Une convocation de plus, et une question simple : jusqu’où peut aller une enquête pour « apologie du terrorisme » ?

Quand une élue est entendue par la police à répétition, l’affaire ne se limite plus à un dossier judiciaire. Elle devient aussi un sujet politique, avec une question très concrète : que reproche-t-on exactement, et comment la justice traite-t-elle ces propos ?

Le 3 avril 2026, Rima Hassan, eurodéputée LFI, a de nouveau été entendue à la police judiciaire de Paris. Cette fois, la convocation ne portait pas sur la garde à vue de la veille, mais sur une autre affaire d’« apologie du terrorisme », selon plusieurs informations concordantes. L’élue a été auditionnée par les enquêteurs de la Brigade de répression de la délinquance contre la personne, la BRDP, dans le cadre d’une procédure distincte.

Cette nouvelle audition intervient au lendemain d’une garde à vue liée elle aussi à des soupçons d’apologie du terrorisme. À l’issue de cette première procédure, Rima Hassan a reçu une convocation pour être jugée le 7 juillet 2026 devant le tribunal correctionnel. Le parquet de Paris a indiqué que l’enquête ouverte le 27 mars 2026 visait un message publié en ligne le 26 mars et reprenant des propos de Kōzō Okamoto.

Ce que vise la justice, et pourquoi cette affaire se dédouble

L’« apologie du terrorisme » est une infraction pénale. Elle consiste à présenter ou justifier publiquement des actes terroristes. En pratique, ce type de dossier repose souvent sur des publications en ligne, des messages sur les réseaux sociaux ou des prises de parole jugées problématiques par les enquêteurs.

Dans cette affaire, il faut distinguer trois volets. D’abord, la garde à vue du 2 avril, qui a débouché sur une convocation pour le 7 juillet. Ensuite, la nouvelle audition du 3 avril, qui concerne une autre procédure d’apologie du terrorisme. Enfin, l’épisode de la fouille de ses effets personnels, où le parquet a dit avoir trouvé des matières s’apparentant à du CBD et à de la 3-MMC. Selon le parquet, ce point est séparé des poursuites pour apologie du terrorisme et fera l’objet d’une procédure distincte.

Rima Hassan conteste fermement cette version.

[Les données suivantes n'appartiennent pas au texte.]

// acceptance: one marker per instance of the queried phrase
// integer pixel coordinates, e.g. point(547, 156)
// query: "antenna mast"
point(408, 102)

Sur X, elle a dénoncé des accusations « totalement fausses » sur la drogue, en affirmant que seule la présence de CBD avait été constatée. Elle soutient aussi que cette substance était utilisée à des fins médicales et qu’elle est légale. Sur le fond, elle estime subir un « harcèlement judiciaire et politique ».

Un dossier sensible, à la frontière entre droit pénal et débat public

Le dossier dépasse le cadre de la seule procédure. Rima Hassan est une eurodéputée connue pour ses positions sur le conflit israélo-palestinien. Depuis fin 2023, elle fait l’objet de plusieurs signalements et enquêtes liées à des prises de position jugées très offensives par ses opposants. Certaines procédures ont déjà été classées sans suite, selon le parquet de Paris.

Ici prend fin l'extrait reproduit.